Наконец-то меня перестало трясти. Щиц готов сотрудничать — и это замечательно. Конечно, кроме него была Бонни… но вряд ли я смогла бы заставить ее стирать мои вещи. Ведь как ведьма она гораздо сильнее и искуснее меня. Хотя мы обе новенькие.
Все, что у меня есть — это имя и статус. Жаль, что я не смогла взять их с собой в Академию, придется справляться за счет других вещей. Головы на плечах, например.
Жаль, что за то долгое время, что я отплясывала на балах и готовилась к замужеству, я почти разучилась ей пользоваться. Там, все-таки, не голова нужна — инстинкты.
— Еще бы ты требовала, — склонил голову Щиц.
— Все, что мне нужно, это чтобы мои… наши с Бонни вещи стирались и гладились. Котлы чистились. Комната убиралась. Если возникнет такая надобность — готовилась еда, — я пояснила на всякий случай, — просто не люблю превращать хобби в обязаловку. Все.
— Ты могла бы добиться этого, взяв в фамильяры мартышку, — грустно усмехнулся Щиц.
— Так ты отказываешься? — я подняла бровь, — думаю, если я попрошу вместо тебя мартышку, Академия выделит ее мне с превеликим удовольствием.
— Почему же? — Щиц встал со стула. — было бы глупо отказаться от такого шанса отсюда вырваться только потому, что страшно четыре года работать ручной говорящей мартышкой.
Он подошел к двери.
— На завтрашнем закате подойду куда надо.
Закрыл ее очень аккуратно, хотя я ждала хлопка.
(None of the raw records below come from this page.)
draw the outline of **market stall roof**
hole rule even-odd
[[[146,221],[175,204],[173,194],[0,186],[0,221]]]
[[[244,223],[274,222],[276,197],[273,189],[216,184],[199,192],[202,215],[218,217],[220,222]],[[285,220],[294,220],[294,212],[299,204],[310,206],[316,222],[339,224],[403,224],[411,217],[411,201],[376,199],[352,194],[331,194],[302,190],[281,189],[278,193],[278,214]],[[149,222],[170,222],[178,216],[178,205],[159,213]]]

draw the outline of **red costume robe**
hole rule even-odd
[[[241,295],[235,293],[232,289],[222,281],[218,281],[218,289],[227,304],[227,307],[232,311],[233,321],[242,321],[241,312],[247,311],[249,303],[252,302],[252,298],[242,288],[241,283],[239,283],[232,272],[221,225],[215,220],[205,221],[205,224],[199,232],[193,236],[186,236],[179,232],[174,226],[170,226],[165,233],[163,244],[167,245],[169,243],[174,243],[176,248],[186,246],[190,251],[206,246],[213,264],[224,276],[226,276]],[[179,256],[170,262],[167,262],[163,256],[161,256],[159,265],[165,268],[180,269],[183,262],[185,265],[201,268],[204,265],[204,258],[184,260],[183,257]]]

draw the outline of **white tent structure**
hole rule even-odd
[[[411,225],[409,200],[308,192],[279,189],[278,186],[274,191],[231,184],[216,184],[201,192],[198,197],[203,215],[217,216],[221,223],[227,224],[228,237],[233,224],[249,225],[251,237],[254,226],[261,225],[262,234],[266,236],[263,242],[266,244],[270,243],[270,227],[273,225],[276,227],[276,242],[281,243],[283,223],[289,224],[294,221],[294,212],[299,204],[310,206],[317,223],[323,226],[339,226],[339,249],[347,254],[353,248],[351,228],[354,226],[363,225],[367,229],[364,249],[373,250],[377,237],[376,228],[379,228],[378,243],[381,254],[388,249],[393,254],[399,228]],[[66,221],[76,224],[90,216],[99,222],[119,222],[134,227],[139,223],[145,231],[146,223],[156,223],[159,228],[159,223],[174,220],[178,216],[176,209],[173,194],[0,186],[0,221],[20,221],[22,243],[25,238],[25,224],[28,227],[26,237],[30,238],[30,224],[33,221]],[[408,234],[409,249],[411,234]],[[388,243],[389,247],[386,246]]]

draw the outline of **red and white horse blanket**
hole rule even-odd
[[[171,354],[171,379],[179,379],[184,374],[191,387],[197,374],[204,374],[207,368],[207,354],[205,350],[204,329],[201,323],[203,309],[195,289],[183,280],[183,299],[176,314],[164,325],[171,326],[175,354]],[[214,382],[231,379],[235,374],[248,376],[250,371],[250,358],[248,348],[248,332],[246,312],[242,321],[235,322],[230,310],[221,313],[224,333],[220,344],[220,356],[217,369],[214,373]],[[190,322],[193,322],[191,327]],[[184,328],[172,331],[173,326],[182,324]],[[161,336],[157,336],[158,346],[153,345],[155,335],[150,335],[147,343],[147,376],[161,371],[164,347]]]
Недовольства. Обиды.
Щиц просто… отстранился. Ушел. Наверное, все-таки обиделся. Но он признал мою правоту, признал, что сделка взаимовыгодная! И вообще, я же старалась предложить безболезненно…
Бонни снова хихикнула.
— У тебя лицо как у ребенка, который только что отобрал у другого ребенка конфету, чтобы нарваться на драку. А тот ему возьми и всучи еще целый кулек. Радуйся давай!
— Ладно, — я пожала плечами. — Я очень-очень рада.
Бонни подошла и стукнула меня по лбу.
— Актриса из тебя никудышная, все на лице написано. Давай вместе: нам не придется стирать мантии! Раз-два: гип-гип…
— Ура-а-а! — подхватила я.
Все-таки хорошо, что эта на диво предприимчивая девчонка стала моей соседкой… и, чем черт не шутит — подругой?
Подружкой. Есть слова, которыми не стоит разбрасываться.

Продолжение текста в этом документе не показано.